The National Highway Traffic Safety Administration (NHTSA), in announcing the new safety standard, said adding noise to the nearly soundless vehicles could prevent nearly 2,400 injuries a year to pedestrians and bicyclists.
The measure is of special importance to people who are blind or visually impaired.
“The sound is really important when you’re at an intersection because it’s really the only thing that’s telling you not only whether there are cars in the intersection or not, but what the overall pattern of the traffic is,” said Chris Danielsen, a spokesman for the Baltimore-based National Federation of the Blind, which lobbied for the measure.
Danielsen, who is blind, said sound is critical even for a person who is using a guide dog or when intersections are equipped with audio devices to help people navigate.

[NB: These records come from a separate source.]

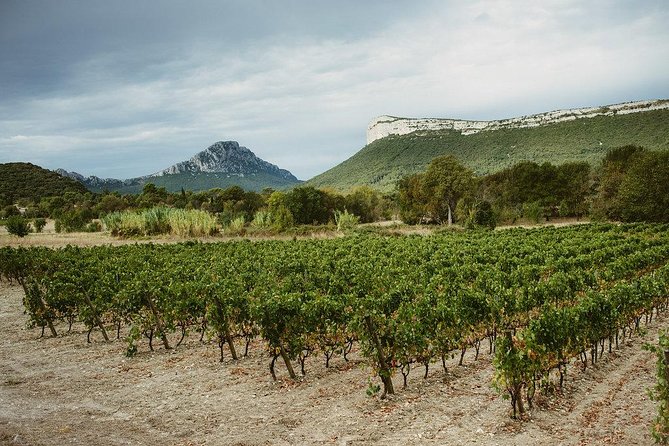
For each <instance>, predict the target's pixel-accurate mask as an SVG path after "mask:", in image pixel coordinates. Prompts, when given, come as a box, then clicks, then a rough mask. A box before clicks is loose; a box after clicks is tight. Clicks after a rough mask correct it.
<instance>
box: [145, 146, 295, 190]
mask: <svg viewBox="0 0 669 446" xmlns="http://www.w3.org/2000/svg"><path fill="white" fill-rule="evenodd" d="M198 172H207V173H225V174H228V175H237V176H245V175H253V174H258V173H267V174H271V175H275V176H278V177H281V178H284V179H286V180H294V181H297V178H295V177H294V176H293V174H291V173H290V172H289V171H287V170H285V169H280V168H279V167H277V166H275V165H274V164H271V163H268V162H267V161H265V160H262V159H260V158H258V157H257V156H255V154H254V153H253V152H251V151H250V150H249V149H247V148H246V147H243V146H240V145H239V143H238V142H237V141H219V142H217V143H214V144H212V145H211V146H209V147H208V148H207V149H205V150H203V151H202V152H200V153H198V154H197V155H195V156H193V157H192V158H191V159H189V160H188V161H182V162H180V163H177V164H175V165H173V166H170V167H168V168H167V169H164V170H161V171H160V172H157V173H154V174H153V175H149V176H151V177H159V176H163V175H174V174H180V173H198Z"/></svg>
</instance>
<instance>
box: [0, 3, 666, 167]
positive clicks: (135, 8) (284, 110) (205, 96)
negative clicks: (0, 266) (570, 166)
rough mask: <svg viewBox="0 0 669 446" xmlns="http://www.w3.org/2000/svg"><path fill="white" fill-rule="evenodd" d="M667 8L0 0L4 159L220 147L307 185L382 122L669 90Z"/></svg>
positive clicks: (166, 161)
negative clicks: (414, 117) (249, 151)
mask: <svg viewBox="0 0 669 446" xmlns="http://www.w3.org/2000/svg"><path fill="white" fill-rule="evenodd" d="M667 23H669V2H667V1H666V0H629V1H623V0H593V1H588V0H542V1H540V2H538V1H534V0H532V1H530V0H528V1H512V0H496V1H492V0H470V1H465V0H462V1H448V0H434V1H432V0H416V1H407V0H402V1H392V0H387V1H382V0H365V1H359V0H336V1H333V0H329V1H321V0H282V1H277V0H238V1H237V0H220V1H213V0H212V1H206V0H205V1H200V0H192V1H175V0H161V1H149V0H114V1H109V0H102V1H100V0H77V1H74V0H59V1H49V0H40V1H37V0H0V163H4V162H13V161H25V162H31V163H34V164H37V165H40V166H42V167H45V168H49V169H56V168H64V169H66V170H70V171H77V172H79V173H81V174H84V175H96V176H99V177H103V178H106V177H112V178H132V177H137V176H141V175H147V174H150V173H154V172H157V171H159V170H162V169H164V168H166V167H168V166H170V165H172V164H174V163H176V162H179V161H183V160H186V159H188V158H190V157H191V156H193V155H194V154H195V153H197V152H199V151H201V150H204V149H205V148H207V147H208V146H209V145H211V144H213V143H214V142H216V141H224V140H235V141H238V142H239V143H240V144H241V145H242V146H246V147H248V148H249V149H250V150H251V151H253V152H254V153H255V154H256V155H257V156H259V157H260V158H262V159H265V160H267V161H269V162H271V163H274V164H277V165H278V166H279V167H281V168H284V169H288V170H290V171H291V172H292V173H293V174H294V175H296V176H297V177H298V178H300V179H309V178H311V177H313V176H315V175H317V174H319V173H321V172H324V171H325V170H327V169H329V168H331V167H333V166H335V165H337V164H338V163H340V162H342V161H344V160H345V159H347V158H349V157H350V156H352V155H353V154H355V153H356V152H357V151H358V150H360V149H361V148H362V147H363V146H364V145H365V132H366V128H367V125H368V123H369V121H371V120H372V119H373V118H374V117H376V116H379V115H393V116H402V117H443V118H457V119H476V120H490V119H503V118H510V117H515V116H521V115H527V114H533V113H541V112H545V111H551V110H557V109H565V108H576V107H586V106H599V105H608V104H615V103H620V102H626V101H633V100H642V99H667V98H669V26H667Z"/></svg>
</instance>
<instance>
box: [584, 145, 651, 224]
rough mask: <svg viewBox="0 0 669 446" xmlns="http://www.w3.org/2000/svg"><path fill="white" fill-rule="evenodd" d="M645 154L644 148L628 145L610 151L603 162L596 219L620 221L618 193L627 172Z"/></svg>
mask: <svg viewBox="0 0 669 446" xmlns="http://www.w3.org/2000/svg"><path fill="white" fill-rule="evenodd" d="M644 153H645V149H644V148H643V147H638V146H633V145H628V146H623V147H618V148H617V149H613V150H610V151H609V152H608V153H607V154H606V155H605V156H604V159H603V160H602V167H601V169H600V172H599V185H598V189H597V196H596V197H595V200H594V203H593V207H594V214H595V216H596V217H601V218H608V219H611V220H619V219H621V218H622V208H623V207H622V206H621V204H620V203H619V202H618V199H619V196H618V192H619V190H620V186H621V184H622V182H623V179H624V177H625V175H626V172H627V170H628V169H629V168H630V167H631V166H632V165H634V163H635V162H636V160H637V159H638V158H639V157H640V156H642V155H643V154H644Z"/></svg>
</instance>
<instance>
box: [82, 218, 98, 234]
mask: <svg viewBox="0 0 669 446" xmlns="http://www.w3.org/2000/svg"><path fill="white" fill-rule="evenodd" d="M84 231H85V232H101V231H102V225H101V224H100V222H99V221H92V222H90V223H89V224H87V225H86V227H85V228H84Z"/></svg>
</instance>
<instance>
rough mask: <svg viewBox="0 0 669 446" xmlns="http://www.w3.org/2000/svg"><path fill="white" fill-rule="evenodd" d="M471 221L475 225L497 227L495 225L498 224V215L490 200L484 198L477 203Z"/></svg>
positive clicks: (476, 225)
mask: <svg viewBox="0 0 669 446" xmlns="http://www.w3.org/2000/svg"><path fill="white" fill-rule="evenodd" d="M471 223H472V225H473V226H474V227H480V228H487V229H495V226H497V217H496V216H495V212H494V211H493V210H492V205H491V204H490V202H489V201H485V200H484V201H481V202H478V203H476V205H475V206H474V209H473V216H472V219H471Z"/></svg>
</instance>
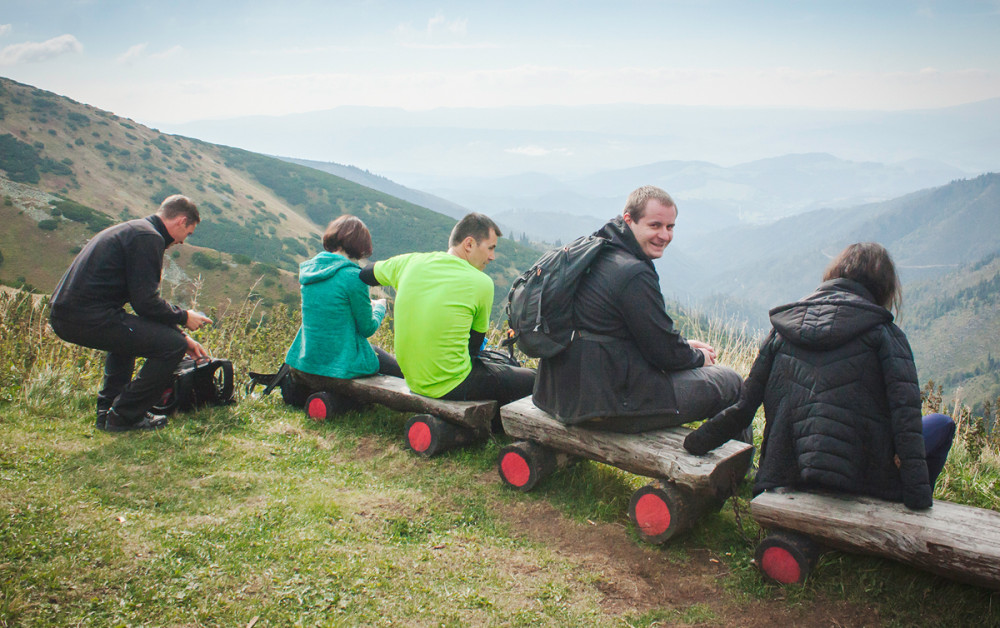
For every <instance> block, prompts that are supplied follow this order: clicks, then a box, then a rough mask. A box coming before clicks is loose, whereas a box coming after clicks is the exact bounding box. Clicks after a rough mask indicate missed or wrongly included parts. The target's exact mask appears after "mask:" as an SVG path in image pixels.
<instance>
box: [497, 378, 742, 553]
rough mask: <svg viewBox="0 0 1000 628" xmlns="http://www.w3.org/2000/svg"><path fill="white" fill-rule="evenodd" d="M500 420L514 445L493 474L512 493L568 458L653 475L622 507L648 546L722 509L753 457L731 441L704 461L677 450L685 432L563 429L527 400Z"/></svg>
mask: <svg viewBox="0 0 1000 628" xmlns="http://www.w3.org/2000/svg"><path fill="white" fill-rule="evenodd" d="M500 418H501V421H502V422H503V427H504V431H505V432H506V433H507V434H508V435H510V436H511V437H513V438H516V439H521V440H520V441H519V442H515V443H513V444H512V445H510V446H508V447H506V448H504V449H503V450H502V451H501V452H500V458H499V461H498V470H499V472H500V477H501V478H503V480H504V481H505V482H506V483H507V484H509V485H511V486H513V487H515V488H517V489H519V490H522V491H527V490H531V488H533V487H534V486H535V485H536V484H537V483H538V482H539V481H540V480H541V479H543V478H544V477H546V476H547V475H549V474H551V473H552V472H553V471H554V470H555V469H557V468H559V467H560V466H562V465H564V464H565V463H566V462H567V461H568V460H569V459H570V458H572V457H580V458H586V459H588V460H594V461H597V462H602V463H604V464H608V465H611V466H614V467H618V468H619V469H622V470H625V471H628V472H630V473H635V474H637V475H643V476H646V477H650V478H653V479H654V482H653V483H652V484H650V485H648V486H646V487H643V488H642V489H639V491H637V492H636V494H635V495H633V498H632V503H631V505H630V506H629V514H630V516H631V518H632V520H633V521H634V522H635V523H636V525H637V526H638V529H639V533H640V536H642V537H643V538H644V539H645V540H647V541H650V542H653V543H662V542H664V541H666V540H667V539H669V538H670V537H672V536H673V535H674V534H676V533H677V532H680V531H682V530H684V529H686V528H689V527H691V526H692V525H694V523H695V522H696V521H697V519H698V518H699V517H700V516H701V515H702V514H704V513H705V512H707V511H708V510H711V509H712V508H713V507H717V506H721V504H722V502H723V501H725V499H726V498H727V497H728V496H729V495H731V494H732V492H733V490H734V487H735V486H736V485H737V484H738V483H739V482H740V481H741V480H742V479H743V477H744V476H745V474H746V471H747V469H748V468H749V466H750V463H751V461H752V458H753V447H752V446H750V445H748V444H747V443H741V442H736V441H729V442H728V443H726V444H725V445H723V446H722V447H719V448H718V449H716V450H714V451H712V452H711V453H710V454H709V455H707V456H694V455H691V454H689V453H688V452H687V451H686V450H685V449H684V447H683V443H684V437H685V436H686V435H687V434H688V433H689V432H690V430H689V429H687V428H684V427H673V428H667V429H662V430H655V431H650V432H642V433H638V434H619V433H614V432H603V431H597V430H592V429H587V428H583V427H578V426H567V425H563V424H562V423H560V422H559V421H556V420H555V419H554V418H552V417H551V416H549V415H548V414H547V413H545V412H544V411H542V410H540V409H538V408H537V407H535V405H534V404H533V403H532V402H531V398H530V397H526V398H524V399H520V400H518V401H515V402H513V403H509V404H507V405H505V406H503V407H502V408H501V409H500Z"/></svg>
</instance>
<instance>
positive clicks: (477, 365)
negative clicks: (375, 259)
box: [361, 213, 535, 405]
mask: <svg viewBox="0 0 1000 628" xmlns="http://www.w3.org/2000/svg"><path fill="white" fill-rule="evenodd" d="M500 235H502V234H501V232H500V229H499V228H498V227H497V226H496V223H494V222H493V221H492V220H490V219H489V218H488V217H487V216H484V215H483V214H478V213H471V214H468V215H467V216H465V217H464V218H462V220H460V221H459V222H458V224H457V225H455V228H454V229H453V230H452V232H451V237H450V238H449V240H448V251H447V252H434V253H407V254H404V255H397V256H395V257H391V258H389V259H387V260H384V261H381V262H375V263H374V264H369V265H368V266H367V267H366V268H365V269H364V270H362V271H361V280H362V281H364V282H365V283H367V284H369V285H373V286H374V285H383V286H392V287H393V288H395V289H396V302H395V306H394V310H395V314H394V317H393V321H394V324H395V353H396V360H397V362H399V367H400V369H402V371H403V376H404V377H405V379H406V385H407V386H409V387H410V390H412V391H413V392H415V393H417V394H420V395H425V396H427V397H434V398H438V399H451V400H455V401H470V400H484V399H496V400H497V401H498V402H500V404H501V405H503V404H505V403H509V402H511V401H514V400H516V399H520V398H521V397H526V396H528V395H530V394H531V390H532V388H533V387H534V383H535V372H534V370H532V369H527V368H519V367H515V366H509V365H505V364H496V363H493V362H485V361H483V360H480V359H478V358H477V355H478V353H479V350H480V348H481V347H482V345H483V340H484V338H485V337H486V331H487V329H488V328H489V322H490V309H491V307H492V305H493V280H492V279H490V278H489V276H488V275H486V273H484V272H483V269H484V268H486V265H487V264H489V263H490V262H492V261H493V259H494V258H495V257H496V255H495V252H496V246H497V238H498V237H499V236H500Z"/></svg>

It’s also important in parking lots, where slow-moving hybrids or electric vehicles can travel in almost complete silence.
[Quiet electric cars must be noisier to alert people, NHTSA proposal says.]
The federal safety agency began gathering evidence of potential dangers posed by cars powered by something besides an internal combustion engine at least six years ago. In 2009, Nissan proposed adding a chime or perhaps even a futuristic whirring noise that reminded one of our colleagues of the flying machines in “Blade Runner.”
[The deadly silence of the electric car]
But, in a way, the rule will take the automobile industry back in time, to the days when engineers sweated over ways to silence the gas-powered engine.
Automakers will have to equip all new hybrids and electric passenger vehicles with sound alerts that operate when the vehicles travel forward at speeds of up to about 19 miles an hour or in reverse. The agency said that at faster speeds, an artificial sound alert isn’t needed because the vehicle’s tire and wind noises can alert pedestrians.